Ia juga menyerukan aparat hukum untuk menindak “musuh-musuh politiknya”. Trump menolak tudingan bahwa dirinya diktator, dan menyebut kritik tersebut sebagai “reaksi berlebihan”.

Namun, para pengamat menilai langkah-langkah tersebut berpotensi melanggar konstitusi dan mengancam demokrasi Amerika.

Salah satu peserta aksi lainnya, Massimo Mascoli (68 tahun), warga New Jersey yang lahir di Italia, mengatakan dirinya ikut berdemo karena khawatir AS sedang mengulang sejarah kelam negaranya di masa lalu.

“Saya adalah keponakan pahlawan Italia yang membelot dari tentara Mussolini dan bergabung dengan pasukan perlawanan.
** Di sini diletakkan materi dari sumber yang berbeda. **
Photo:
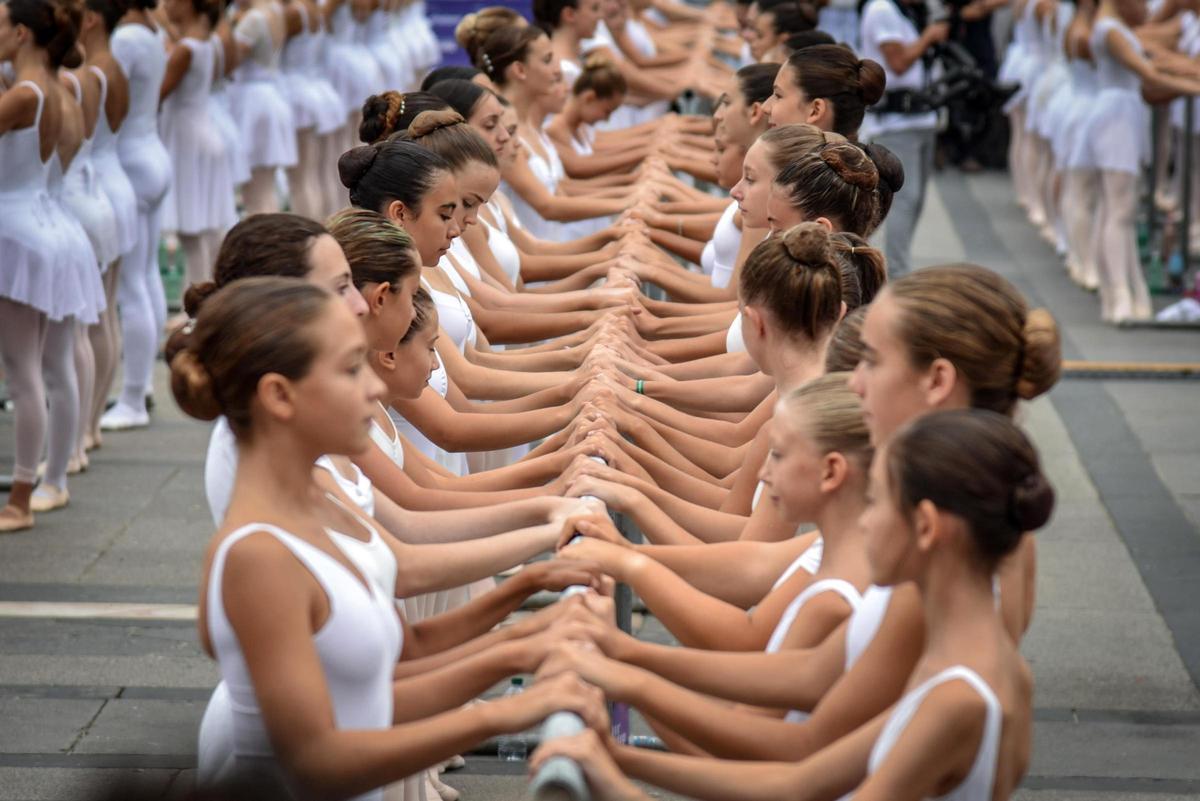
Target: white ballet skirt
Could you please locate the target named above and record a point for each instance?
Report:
(36, 234)
(222, 116)
(202, 196)
(720, 253)
(351, 67)
(315, 102)
(262, 113)
(397, 73)
(1023, 59)
(85, 199)
(501, 244)
(1066, 140)
(111, 175)
(1116, 128)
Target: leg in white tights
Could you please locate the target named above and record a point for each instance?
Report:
(139, 327)
(106, 344)
(1123, 290)
(85, 373)
(63, 393)
(22, 339)
(1078, 200)
(259, 192)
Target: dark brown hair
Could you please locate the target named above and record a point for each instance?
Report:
(834, 73)
(245, 331)
(863, 269)
(378, 251)
(795, 275)
(445, 133)
(846, 345)
(979, 323)
(389, 112)
(837, 181)
(505, 47)
(977, 465)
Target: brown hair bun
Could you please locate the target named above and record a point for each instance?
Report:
(1042, 363)
(808, 244)
(192, 386)
(426, 122)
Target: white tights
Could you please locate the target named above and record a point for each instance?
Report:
(1080, 188)
(139, 294)
(259, 193)
(1123, 293)
(106, 345)
(63, 393)
(22, 341)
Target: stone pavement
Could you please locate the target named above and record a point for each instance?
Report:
(101, 676)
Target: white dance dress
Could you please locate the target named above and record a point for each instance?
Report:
(259, 108)
(202, 197)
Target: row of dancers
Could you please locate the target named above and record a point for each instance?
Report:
(408, 398)
(1089, 73)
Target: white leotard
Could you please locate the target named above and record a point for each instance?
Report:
(359, 488)
(358, 648)
(979, 782)
(841, 586)
(809, 561)
(726, 242)
(390, 444)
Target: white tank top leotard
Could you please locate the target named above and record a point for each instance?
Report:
(358, 648)
(979, 782)
(841, 586)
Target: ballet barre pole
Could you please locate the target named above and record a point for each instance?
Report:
(562, 778)
(1188, 166)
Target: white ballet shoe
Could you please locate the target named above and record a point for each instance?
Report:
(121, 417)
(48, 498)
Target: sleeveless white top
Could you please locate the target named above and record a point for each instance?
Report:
(809, 561)
(390, 444)
(358, 648)
(843, 588)
(979, 782)
(726, 242)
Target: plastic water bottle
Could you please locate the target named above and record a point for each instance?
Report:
(513, 746)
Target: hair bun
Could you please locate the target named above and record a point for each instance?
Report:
(1042, 361)
(196, 295)
(1031, 503)
(192, 386)
(808, 244)
(354, 164)
(852, 166)
(426, 122)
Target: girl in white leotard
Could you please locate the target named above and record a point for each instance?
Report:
(137, 46)
(100, 19)
(346, 661)
(961, 730)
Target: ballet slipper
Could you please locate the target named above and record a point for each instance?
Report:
(13, 519)
(47, 499)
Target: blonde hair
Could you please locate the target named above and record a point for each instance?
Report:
(979, 323)
(828, 413)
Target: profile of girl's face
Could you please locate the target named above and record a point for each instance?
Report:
(334, 401)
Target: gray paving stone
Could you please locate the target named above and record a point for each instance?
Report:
(31, 726)
(69, 784)
(144, 727)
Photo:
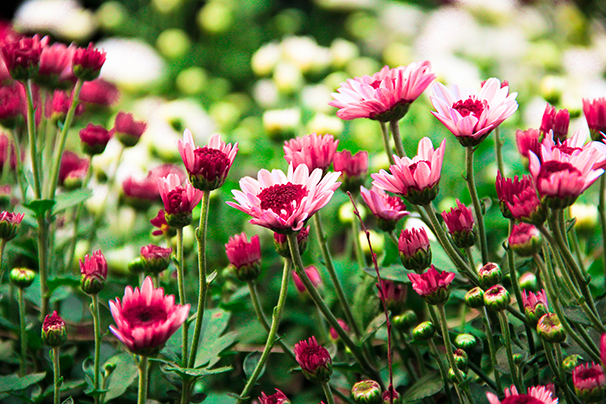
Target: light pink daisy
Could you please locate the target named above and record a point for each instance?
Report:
(386, 95)
(284, 202)
(145, 319)
(472, 115)
(415, 179)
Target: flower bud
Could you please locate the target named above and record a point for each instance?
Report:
(367, 392)
(54, 333)
(474, 298)
(22, 277)
(497, 298)
(424, 331)
(550, 329)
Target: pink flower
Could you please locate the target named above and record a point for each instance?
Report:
(384, 96)
(432, 285)
(315, 151)
(417, 179)
(207, 166)
(387, 209)
(145, 319)
(561, 174)
(178, 201)
(284, 203)
(470, 115)
(536, 395)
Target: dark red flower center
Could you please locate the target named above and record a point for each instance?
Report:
(282, 197)
(470, 106)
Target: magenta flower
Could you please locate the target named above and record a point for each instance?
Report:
(432, 285)
(315, 151)
(178, 201)
(314, 359)
(384, 96)
(387, 209)
(470, 115)
(536, 395)
(417, 179)
(145, 319)
(207, 166)
(284, 203)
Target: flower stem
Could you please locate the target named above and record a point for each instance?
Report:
(471, 185)
(397, 139)
(142, 396)
(333, 275)
(271, 336)
(203, 286)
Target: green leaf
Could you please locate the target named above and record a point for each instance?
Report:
(16, 383)
(426, 386)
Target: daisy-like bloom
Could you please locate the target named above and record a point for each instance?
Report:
(432, 285)
(459, 222)
(525, 239)
(556, 121)
(284, 202)
(589, 382)
(207, 166)
(315, 151)
(472, 115)
(563, 172)
(277, 398)
(387, 209)
(415, 179)
(179, 201)
(314, 359)
(386, 95)
(535, 395)
(93, 271)
(414, 248)
(244, 256)
(145, 319)
(595, 114)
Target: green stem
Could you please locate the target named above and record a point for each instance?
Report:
(203, 286)
(271, 336)
(397, 139)
(471, 185)
(142, 396)
(333, 275)
(22, 359)
(386, 142)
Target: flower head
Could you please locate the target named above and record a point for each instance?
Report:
(244, 256)
(207, 166)
(387, 209)
(93, 271)
(146, 318)
(314, 359)
(315, 151)
(432, 285)
(472, 115)
(415, 179)
(384, 96)
(284, 203)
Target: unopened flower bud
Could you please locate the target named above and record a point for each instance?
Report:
(367, 392)
(424, 331)
(22, 277)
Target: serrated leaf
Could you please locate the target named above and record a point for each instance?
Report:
(16, 383)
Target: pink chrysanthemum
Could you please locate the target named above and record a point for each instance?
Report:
(536, 395)
(315, 151)
(207, 166)
(415, 179)
(470, 115)
(284, 203)
(384, 96)
(145, 319)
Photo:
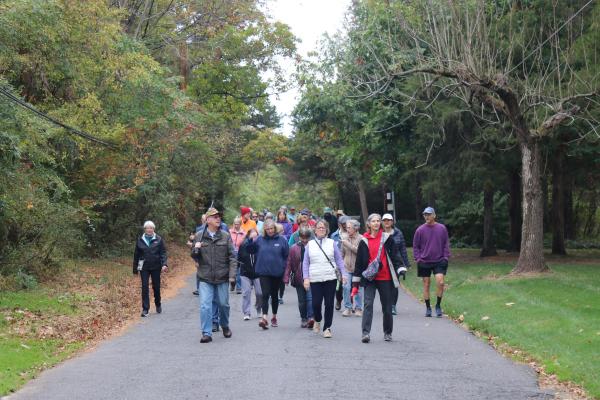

Ia disiksa dan dibunuh oleh fasis. Setelah 80 tahun, saya tak menyangka akan melihat fasisme muncul lagi di Amerika Serikat,” ujarnya.

Mascoli juga menyoroti kebijakan pemerintahan Trump terkait pemangkasan layanan kesehatan dan pengetatan imigrasi.

“Kami tak bisa lagi mengandalkan Mahkamah Agung, pemerintah, atau Kongres. Semua cabang kekuasaan kini berbalik melawan rakyat Amerika. Jadi kami harus melawan,” katanya.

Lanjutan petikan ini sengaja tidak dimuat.